Asosiasi Travel Agent Indonesia (Astindo) menggelar ajang Business to Business Astindo Nusantara Travel Exchange (ANTX) 2026 di Puri Ratna Ballroom, Grand Sahid Jaya Hotel Jakarta pada Senin (18/5/2026). Dilansir dari Media Indonesia, forum strategis ini mempertemukan berbagai pemangku kepentingan sektor pariwisata domestik untuk memperluas jaringan bisnis serta memperkuat promosi destinasi wisata Nusantara.

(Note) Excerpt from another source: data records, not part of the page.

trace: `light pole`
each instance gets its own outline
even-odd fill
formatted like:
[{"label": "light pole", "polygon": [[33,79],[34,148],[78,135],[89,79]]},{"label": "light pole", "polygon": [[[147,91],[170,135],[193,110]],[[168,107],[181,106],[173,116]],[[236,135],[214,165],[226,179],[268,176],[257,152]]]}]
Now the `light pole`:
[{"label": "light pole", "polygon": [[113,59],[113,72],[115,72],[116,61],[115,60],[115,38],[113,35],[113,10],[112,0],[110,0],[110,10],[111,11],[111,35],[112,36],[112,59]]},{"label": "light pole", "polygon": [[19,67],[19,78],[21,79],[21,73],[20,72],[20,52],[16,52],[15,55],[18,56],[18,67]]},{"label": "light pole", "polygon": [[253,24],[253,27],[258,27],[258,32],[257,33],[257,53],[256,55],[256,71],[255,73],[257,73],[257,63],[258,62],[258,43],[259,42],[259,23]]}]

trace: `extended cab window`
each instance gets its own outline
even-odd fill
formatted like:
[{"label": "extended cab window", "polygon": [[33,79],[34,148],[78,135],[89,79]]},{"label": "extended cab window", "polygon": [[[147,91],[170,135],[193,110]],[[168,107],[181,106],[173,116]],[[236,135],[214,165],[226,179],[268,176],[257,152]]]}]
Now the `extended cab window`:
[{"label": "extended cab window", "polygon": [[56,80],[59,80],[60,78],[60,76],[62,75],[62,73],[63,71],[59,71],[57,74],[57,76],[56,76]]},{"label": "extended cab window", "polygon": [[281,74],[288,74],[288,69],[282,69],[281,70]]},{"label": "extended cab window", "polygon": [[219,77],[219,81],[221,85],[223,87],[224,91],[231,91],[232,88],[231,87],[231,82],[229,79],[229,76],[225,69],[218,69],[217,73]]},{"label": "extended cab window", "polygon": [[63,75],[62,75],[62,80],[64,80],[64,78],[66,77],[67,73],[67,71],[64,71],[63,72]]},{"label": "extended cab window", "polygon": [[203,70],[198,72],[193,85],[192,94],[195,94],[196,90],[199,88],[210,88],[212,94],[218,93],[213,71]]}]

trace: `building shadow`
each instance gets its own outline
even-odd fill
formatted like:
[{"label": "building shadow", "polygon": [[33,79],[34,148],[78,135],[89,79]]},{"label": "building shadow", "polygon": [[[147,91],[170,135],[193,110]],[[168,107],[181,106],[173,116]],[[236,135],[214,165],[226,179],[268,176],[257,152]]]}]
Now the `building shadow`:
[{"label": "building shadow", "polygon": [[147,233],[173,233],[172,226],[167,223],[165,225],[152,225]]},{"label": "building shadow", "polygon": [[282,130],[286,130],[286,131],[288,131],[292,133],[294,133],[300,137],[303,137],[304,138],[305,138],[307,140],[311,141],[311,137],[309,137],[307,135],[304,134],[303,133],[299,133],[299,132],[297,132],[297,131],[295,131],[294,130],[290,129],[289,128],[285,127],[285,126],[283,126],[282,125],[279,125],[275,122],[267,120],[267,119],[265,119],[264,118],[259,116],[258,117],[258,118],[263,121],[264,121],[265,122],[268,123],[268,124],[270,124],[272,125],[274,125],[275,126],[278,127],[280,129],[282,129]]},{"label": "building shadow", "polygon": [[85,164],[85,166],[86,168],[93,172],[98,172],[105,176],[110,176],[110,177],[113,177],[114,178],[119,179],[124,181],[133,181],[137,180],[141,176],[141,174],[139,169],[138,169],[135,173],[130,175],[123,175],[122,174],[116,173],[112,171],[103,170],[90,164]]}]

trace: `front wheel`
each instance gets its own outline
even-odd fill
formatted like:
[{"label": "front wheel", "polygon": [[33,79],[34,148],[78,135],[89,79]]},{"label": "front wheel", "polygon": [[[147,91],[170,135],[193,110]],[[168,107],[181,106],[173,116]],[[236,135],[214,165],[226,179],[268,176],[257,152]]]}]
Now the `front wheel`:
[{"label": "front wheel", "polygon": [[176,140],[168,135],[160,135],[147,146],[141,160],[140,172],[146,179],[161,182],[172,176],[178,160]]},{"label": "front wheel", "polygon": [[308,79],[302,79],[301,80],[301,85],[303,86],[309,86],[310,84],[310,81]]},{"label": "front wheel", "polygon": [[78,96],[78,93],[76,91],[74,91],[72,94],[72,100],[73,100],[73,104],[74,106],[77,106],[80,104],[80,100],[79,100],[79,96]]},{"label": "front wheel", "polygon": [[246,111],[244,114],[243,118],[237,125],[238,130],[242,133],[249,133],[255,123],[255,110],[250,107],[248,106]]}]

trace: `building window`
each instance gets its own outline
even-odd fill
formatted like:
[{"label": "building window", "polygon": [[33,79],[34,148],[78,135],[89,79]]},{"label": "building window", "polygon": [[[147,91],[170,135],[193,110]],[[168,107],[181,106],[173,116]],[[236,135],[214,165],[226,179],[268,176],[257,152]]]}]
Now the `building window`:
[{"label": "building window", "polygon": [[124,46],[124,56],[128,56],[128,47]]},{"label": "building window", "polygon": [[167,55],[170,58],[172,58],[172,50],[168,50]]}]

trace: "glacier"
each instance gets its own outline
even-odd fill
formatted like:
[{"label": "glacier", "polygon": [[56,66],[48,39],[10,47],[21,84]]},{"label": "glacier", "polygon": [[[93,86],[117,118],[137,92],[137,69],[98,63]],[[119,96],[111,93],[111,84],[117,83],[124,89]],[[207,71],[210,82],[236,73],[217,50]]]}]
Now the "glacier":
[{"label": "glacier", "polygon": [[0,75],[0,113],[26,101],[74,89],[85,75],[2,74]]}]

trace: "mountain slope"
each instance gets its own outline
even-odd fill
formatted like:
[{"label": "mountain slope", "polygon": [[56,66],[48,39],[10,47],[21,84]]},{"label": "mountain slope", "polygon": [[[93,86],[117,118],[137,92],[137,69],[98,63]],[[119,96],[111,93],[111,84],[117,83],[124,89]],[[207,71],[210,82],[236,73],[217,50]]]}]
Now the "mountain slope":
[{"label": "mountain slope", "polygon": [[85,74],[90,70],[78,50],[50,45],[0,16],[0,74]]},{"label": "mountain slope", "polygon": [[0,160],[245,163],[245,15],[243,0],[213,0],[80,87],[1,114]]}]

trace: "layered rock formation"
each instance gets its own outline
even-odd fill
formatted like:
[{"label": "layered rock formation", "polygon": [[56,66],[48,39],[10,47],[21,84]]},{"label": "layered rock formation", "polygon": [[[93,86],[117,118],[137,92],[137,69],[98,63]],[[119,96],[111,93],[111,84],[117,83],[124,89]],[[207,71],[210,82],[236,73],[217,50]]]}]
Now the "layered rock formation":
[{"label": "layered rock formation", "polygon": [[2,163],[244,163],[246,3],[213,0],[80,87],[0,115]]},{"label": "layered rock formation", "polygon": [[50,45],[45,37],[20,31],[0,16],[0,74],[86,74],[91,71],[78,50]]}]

Acara tahunan ini dihadiri oleh beragam pelaku industri seperti operator tur, pengelola akomodasi, hingga penyedia layanan pariwisata lainnya. Langkah tersebut ditujukan untuk membangun kolaborasi yang solid dalam ekosistem pariwisata nasional.
Kegiatan resmi dibuka oleh Ketua Umum Astindo, Pauline Suharno, yang menyoroti pentingnya kreativitas dan resiliensi para pelaku industri. Menurutnya, agen perjalanan harus mampu beradaptasi dengan anggaran dan fasilitas yang diinginkan masyarakat di tengah ketidakpastian ekonomi global.
"Destinasi wisata di seluruh dunia akan menitikberatkan pada quality over quantity, menyasar niche market gastronomy, adventure, wellness, dan MICE, dan ini menjadi kesempatan baik bagi pelaku pariwisata Indonesia, karena kita mempunyai potensi ini di hampir seluruh destinasi, tinggal bagaimana kita mengemas dan mempromosikannya," ujar Pauline Suharno, Ketua Umum Astindo.
Pihak asosiasi terus mendorong para anggota agar mengoptimalkan potensi ceruk pasar tersebut melalui inovasi produk. Upaya pembentukan kemitraan yang berkelanjutan juga menjadi fokus utama dalam platform pertemuan bisnis ini.
"ANTX 2026 menjadi momentum penting bagi seluruh pelaku industri untuk saling terhubung, membangun kemitraan berkelanjutan, dan menciptakan produk-produk baru untuk ditawarkan kepada para konsumen," ujar Heben Ezer, Wakil Ketua Astindo Bidang Tour Inbound dan Domestik.
Dukungan terhadap peningkatan pergerakan wisatawan Nusantara juga datang dari perwakilan Kementerian Pariwisata Republik Indonesia yang turut hadir dalam pembukaan. Sesi tabletop business matching kemudian digelar untuk memfasilitasi interaksi langsung antara penjual dan lebih dari 180 agen perjalanan potensial.
Pertemuan dagang ini turut melibatkan presentasi dari mitra strategis seperti Easy Link dan IATA. Kehadiran asosiasi maskapai internasional tersebut dimanfaatkan untuk mengedukasi para pengusaha mengenai jalur keagenan yang resmi.
Sekretaris Jenderal DPP Astindo Jeffry Darjanto menjelaskan, Astindo mengundang perwakilan resmi IATA untuk melakukan presentasi di ANTX agar pengusaha travel agent bisa mendapatkan informasi resmi dari IATA secara langsung, mengingat selama ini banyak oknum yang menawarkan pembuatan keagenan IATA melalui jalur tidak resmi.
Pada kesempatan tersebut, Astindo juga menandatangani nota kesepahaman dengan El John Media Group serta PT Gapura Angkasa demi memperkuat sinergi pariwisata. Selain ANTX, Astindo secara berkala tetap menjalankan program peningkatan kompetensi pelaku industri melalui Astindo Training Centre dan Lembaga Sertifikasi Profesi Air Transport Distribution Services & Agencies.